Model Processing - Quick Reference
  • 3 Minutes to read
  • Dark
    Light
  • PDF

Model Processing - Quick Reference

  • Dark
    Light
  • PDF

Article summary

Article In Progress...

Before model processing in R, first make sure that R has been installed on the DataJet Server (or desktop if working on a local machine).

Before model processing in python, make sure that python has been installed on the DataJet server. 

Model Processing Overview

TODO: Video - Integrated Modelling in DataJet

Prepare Source Data

  • The output of any profile report
  • Any discrete field from the data catalog 

Develop Model

  • Use Engineering | User Defined Fields | Discrete Processor | R  to open the R Model Processor and Engineering | User Defined Field | Discrete Processor | python to open the python model processor
  • Select a model template from the System or User library and load into the code panel using <- use
  • Modify model template as necessary or create a new model from a blank template by editing code in the processing panel
  • Test model by dropping source data into the source panel and verifying model output in the output panel using Test
  • Make model available to analysis reports by using Push Model to Library

 Apply Model

  • Open an existing Multi-Function Profile report from Reports Tab

or

  • Create a new Analysis | Multi-Function Profile report
  • Select Model from the Model Drop Down list
  • Calculate Model
  • Save Report, and/or Export Results to table or file

 Model Processor Console

Source Panel

Drag and drop DataJet objects into the panel to provide source data for the model.    The following objects can be added to the source panel:

  • Reports:
    • Profile
    • Index Profile
    • Multi-function profile
  • Database fields – discrete fields only

Processing Panel

Load an existing model from the SYSTEM or USER libraries.
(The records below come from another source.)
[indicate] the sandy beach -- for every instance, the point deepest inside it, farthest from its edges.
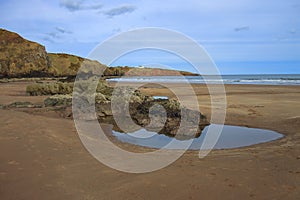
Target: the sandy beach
(42, 156)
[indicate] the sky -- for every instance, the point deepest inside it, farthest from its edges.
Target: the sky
(241, 36)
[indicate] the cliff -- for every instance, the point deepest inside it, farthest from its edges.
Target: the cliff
(23, 58)
(20, 57)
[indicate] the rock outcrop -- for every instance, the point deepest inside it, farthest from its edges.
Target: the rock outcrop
(20, 57)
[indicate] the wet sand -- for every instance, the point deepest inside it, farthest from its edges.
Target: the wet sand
(42, 156)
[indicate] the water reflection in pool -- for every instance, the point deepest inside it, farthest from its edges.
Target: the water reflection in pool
(231, 137)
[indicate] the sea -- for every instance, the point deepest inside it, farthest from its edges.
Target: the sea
(264, 79)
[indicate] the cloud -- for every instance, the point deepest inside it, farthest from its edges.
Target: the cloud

To load a model:

  1. Select Library tab, 
  2. Select a library – USER or SYSTEM
  3. Select a model 
  4. Select <- use.
  5. Edit/Develop model in the Code Tab

TODO: Review {

Libraries

SYSTEM Library

The SYSTEM library is a standard library, and contains various example models.

SYSTEM Models are stored in Github, and are automatically refreshed whenever the Model Processor starts up.

Only models for the selected programming language (i.e. python or R) will be displayed in the libraries tab.

If the DataJet server is not connected to the internet, no system models will be available.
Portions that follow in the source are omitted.